The BBC reports that a third Guantanamo employee has been charged with espionage.
Making the large assumption that the charged men are guilty, it begs the question just how efficient al-Qaeda is? To get three operatives into the US highest security concentration camp must take some doing. Maybe we’re in a whole lot more trouble than we realised. Next they’ll be charging White House officials with treason…

Scandal

There doesn’t seem to be much doubt as to whether the illegal leak occured. What the world eagerly awaits now is the answer to “How high did it go?”. *Does the Regime Change dance.*
As the Washington Times amusingly said today“But it is worth noting that the Bush White House team is utterly unqualified by both experience and disposition to be as effective as Mr. Clinton and his scandal managers were. After all, Mr. Bush has never had a significant scandal, and most, if not all of his team have never worked for someone who has.”

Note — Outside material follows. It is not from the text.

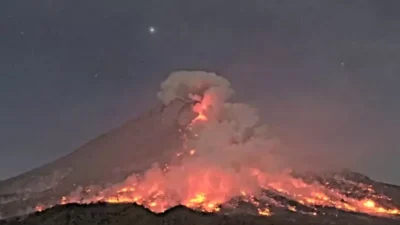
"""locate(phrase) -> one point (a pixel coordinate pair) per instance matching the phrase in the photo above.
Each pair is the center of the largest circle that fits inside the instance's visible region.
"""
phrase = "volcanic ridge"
(198, 158)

TWT, once again proving that it is sent to us from a parallel universe. I hope they prove to be right about the Bushies being rubbish at covering up, now that the mainstream media has relocated its teeth.

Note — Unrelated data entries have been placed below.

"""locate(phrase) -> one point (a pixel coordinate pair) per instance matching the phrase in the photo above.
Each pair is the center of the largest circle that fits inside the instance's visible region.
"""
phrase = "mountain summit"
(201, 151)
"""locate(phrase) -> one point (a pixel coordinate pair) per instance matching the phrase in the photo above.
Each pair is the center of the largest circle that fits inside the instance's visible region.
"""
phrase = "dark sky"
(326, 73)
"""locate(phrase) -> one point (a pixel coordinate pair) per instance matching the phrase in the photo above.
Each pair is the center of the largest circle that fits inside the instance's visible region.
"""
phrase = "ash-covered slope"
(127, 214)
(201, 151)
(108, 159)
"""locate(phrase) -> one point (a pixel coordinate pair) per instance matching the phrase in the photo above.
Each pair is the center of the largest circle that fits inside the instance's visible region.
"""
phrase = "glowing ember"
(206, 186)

No scandals. Well apart from his election, his tax cuts, and his phony war at any rate.

Who’s Next?

A special assistant to Donald Rumsfeld was upbeat. “We’re going to get better over time,” said Lawrence Di Rita. “We’ve always thought of post-hostilities as a phase” apart from combat, but “the future of war is that these things are going to be much more of a continuum. … We’ll get better as we do it more often.”

Eeeeeee! The US is always scariest when it has a burst of honesty.

It’s competition time! The question is, who’s next? Syria, North Korea, or Iran? Personally I wouldn’t rule out Venezuela. Perhaps somewhere on Africa’s oil rich west coast?

I don’t think it’ll be North Korea. Not if they’ve succeeded in convincing the Pentagon they actually DO have weapons of mass destruction. And it’d really annoy China. The noises coming out of the administration regarding Iran’s nuclear program could certainly be laying down some sort of foundation for operation “Iranian Freedom”.

Robert Byrd

The Father of the US Senate, Robert Byrd said, before the war began:

Today I weep for my country. I have watched the events of recent months with a heavy, heavy heart. No more is the image of America one of strong, yet benevolent peacekeeper. The image of America has changed. Around the globe, our friends mistrust us, our word is disputed, our intentions are questioned.

“Why can this President not seem to see that America’s true power lies not in its will to intimidate, but in its ability to inspire? May God continue to bless the United States of America in the troubled days ahead, and may we somehow recapture the vision which for the present eludes us.”

Why does no-one ever listen to the voice of reason?